Der Regensburger Bischof Rudolf Voderholzer hat dem Sonderermittler im Missbrauchs- und Misshandlungsskandal bei den Domspatzen gedankt. Er sei froh, "dass etliche Opfer Vertrauen in ihn gefasst und sich gemeldet haben". Zugleich appelliert er an Opfer, sich weiter zu melden.

Stand: 25.01.2016

Regensburgs Bischof Rudolf Voderholzer (Archivbild) | Bild: picture-alliance/dpa/Erwin Elsner

Das sagte Voderholzer am Sonntagnachmittag (24.01.16) bei einem Gottesdienst anlässlich des dritten Jahrestags seiner Bischofsweihe im Regensburger Dom. Das Bistum habe Rechtsanwalt Ulrich Weber bestellt, damit es eine unparteiische Anlaufstelle für die Opfer gebe.

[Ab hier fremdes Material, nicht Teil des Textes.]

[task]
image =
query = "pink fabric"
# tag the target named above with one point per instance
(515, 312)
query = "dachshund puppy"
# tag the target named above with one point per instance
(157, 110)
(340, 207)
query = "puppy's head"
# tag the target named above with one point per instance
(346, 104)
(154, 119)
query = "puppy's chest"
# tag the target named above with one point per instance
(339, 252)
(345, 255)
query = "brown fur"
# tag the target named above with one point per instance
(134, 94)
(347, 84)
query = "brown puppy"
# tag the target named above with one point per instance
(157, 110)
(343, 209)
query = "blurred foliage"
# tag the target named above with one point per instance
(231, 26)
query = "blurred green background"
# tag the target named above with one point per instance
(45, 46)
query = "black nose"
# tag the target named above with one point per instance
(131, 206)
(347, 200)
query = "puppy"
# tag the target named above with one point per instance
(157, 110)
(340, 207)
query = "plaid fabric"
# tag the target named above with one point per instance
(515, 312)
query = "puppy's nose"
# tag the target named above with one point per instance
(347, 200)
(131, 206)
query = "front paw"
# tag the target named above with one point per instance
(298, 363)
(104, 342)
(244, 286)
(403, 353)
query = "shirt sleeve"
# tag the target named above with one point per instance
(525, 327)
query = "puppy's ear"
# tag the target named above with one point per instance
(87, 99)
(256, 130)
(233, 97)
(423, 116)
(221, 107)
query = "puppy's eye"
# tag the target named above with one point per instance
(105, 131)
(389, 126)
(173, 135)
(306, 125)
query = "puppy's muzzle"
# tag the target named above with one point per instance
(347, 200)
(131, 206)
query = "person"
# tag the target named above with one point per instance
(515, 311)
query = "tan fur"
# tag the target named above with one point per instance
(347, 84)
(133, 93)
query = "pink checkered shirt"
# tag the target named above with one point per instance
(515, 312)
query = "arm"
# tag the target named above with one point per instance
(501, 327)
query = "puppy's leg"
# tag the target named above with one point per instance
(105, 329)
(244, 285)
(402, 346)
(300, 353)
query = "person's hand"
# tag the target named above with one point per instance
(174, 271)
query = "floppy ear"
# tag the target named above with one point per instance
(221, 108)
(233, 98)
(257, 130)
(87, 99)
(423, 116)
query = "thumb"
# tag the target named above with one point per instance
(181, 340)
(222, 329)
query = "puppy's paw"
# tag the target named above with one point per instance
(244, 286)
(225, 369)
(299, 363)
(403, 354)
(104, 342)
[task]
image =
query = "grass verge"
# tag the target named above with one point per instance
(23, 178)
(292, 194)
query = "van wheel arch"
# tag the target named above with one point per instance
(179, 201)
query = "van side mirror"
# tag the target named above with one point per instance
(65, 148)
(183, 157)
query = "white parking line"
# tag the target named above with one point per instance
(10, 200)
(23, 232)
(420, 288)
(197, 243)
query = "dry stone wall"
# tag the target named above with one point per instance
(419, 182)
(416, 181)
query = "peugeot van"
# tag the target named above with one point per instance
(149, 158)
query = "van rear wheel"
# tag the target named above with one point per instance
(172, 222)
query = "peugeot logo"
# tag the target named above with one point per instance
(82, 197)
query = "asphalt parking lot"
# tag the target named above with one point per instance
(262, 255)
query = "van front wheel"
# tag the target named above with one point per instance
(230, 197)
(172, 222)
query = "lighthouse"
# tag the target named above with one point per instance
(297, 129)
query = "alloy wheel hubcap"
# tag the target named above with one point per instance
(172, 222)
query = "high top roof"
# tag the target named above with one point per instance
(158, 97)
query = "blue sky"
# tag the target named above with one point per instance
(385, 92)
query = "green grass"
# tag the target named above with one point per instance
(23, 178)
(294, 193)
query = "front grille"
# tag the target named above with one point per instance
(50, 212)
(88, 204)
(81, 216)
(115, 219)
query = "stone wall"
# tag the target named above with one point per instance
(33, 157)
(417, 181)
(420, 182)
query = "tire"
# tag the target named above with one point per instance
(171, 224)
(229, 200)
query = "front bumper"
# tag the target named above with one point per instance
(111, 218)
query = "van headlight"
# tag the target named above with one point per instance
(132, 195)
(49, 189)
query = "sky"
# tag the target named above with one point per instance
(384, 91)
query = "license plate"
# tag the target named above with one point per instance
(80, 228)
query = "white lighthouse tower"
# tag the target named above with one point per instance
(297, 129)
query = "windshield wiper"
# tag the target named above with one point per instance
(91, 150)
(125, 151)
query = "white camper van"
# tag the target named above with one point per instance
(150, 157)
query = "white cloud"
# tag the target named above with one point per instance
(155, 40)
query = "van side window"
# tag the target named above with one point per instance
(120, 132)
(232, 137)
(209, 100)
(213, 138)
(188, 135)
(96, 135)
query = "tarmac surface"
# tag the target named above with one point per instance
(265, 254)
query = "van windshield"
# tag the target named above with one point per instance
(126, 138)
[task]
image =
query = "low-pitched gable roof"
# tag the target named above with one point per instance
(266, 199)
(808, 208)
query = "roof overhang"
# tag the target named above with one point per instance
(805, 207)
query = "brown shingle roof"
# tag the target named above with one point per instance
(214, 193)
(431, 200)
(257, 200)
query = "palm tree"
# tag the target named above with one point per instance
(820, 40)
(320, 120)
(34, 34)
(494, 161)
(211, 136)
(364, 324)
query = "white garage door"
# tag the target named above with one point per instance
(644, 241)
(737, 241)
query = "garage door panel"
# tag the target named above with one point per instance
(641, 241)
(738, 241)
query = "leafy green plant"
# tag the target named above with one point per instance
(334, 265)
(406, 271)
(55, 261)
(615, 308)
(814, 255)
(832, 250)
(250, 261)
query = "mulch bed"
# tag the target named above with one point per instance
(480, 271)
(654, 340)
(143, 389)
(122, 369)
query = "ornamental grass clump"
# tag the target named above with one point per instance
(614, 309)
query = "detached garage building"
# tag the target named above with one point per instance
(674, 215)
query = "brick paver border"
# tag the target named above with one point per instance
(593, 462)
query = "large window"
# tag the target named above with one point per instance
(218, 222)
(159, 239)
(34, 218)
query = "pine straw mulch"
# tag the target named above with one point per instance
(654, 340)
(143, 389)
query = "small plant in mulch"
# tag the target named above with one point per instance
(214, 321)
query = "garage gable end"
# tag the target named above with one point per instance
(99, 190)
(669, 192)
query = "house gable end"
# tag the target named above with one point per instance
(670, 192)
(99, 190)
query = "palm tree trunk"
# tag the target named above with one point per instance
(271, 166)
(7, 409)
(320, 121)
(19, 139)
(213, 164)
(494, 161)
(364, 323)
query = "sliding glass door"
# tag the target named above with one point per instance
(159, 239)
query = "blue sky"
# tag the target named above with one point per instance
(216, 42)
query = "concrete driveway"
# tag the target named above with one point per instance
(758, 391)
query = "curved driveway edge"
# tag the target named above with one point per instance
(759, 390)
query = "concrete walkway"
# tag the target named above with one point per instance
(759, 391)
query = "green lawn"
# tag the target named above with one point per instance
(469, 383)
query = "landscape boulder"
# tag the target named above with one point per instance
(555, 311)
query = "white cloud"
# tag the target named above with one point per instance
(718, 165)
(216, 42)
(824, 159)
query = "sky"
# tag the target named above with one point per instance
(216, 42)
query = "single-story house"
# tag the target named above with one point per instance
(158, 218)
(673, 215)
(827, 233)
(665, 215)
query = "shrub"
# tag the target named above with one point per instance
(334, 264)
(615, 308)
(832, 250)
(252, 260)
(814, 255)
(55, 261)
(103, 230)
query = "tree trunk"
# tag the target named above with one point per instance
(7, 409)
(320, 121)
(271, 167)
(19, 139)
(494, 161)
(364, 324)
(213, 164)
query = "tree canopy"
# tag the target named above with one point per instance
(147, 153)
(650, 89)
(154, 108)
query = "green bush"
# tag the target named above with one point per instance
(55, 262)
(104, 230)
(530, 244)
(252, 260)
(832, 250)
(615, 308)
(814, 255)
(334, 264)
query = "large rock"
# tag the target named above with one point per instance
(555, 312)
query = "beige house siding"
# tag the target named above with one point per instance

Amt bringt "Last und Schrecken" mit sich

Dazu zähle besonders das "schwere Erbe" körperlicher und sexueller Gewalt bei den Domspatzen. Diese sei zum Großteil von Priestern und anderen Mitarbeitern schon vor mehreren Jahrzehnten verschuldet worden, "aber die Wunden sind tief eingegraben und brechen noch immer auf". Inzwischen habe sich gezeigt, dass diese Übergriffe "doch zahlreicher und vor allem auch schwerer waren als bisher angenommen".

Der Bischof bedauerte, dass die immer wieder unternommenen Versuche einer Selbstkorrektur "zu wenig wirksam" gewesen seien. Zugleich bekräftigte er erneut, dass ihm jeder einzelne Fall "in der Seele weh" tue. Er könne die Qualen nicht ungeschehen machen "und die Betroffenen nur um Vergebung bitten". Dies wolle er weiterhin auch in persönlichen Gesprächen tun, sofern dies die Opfer wünschten.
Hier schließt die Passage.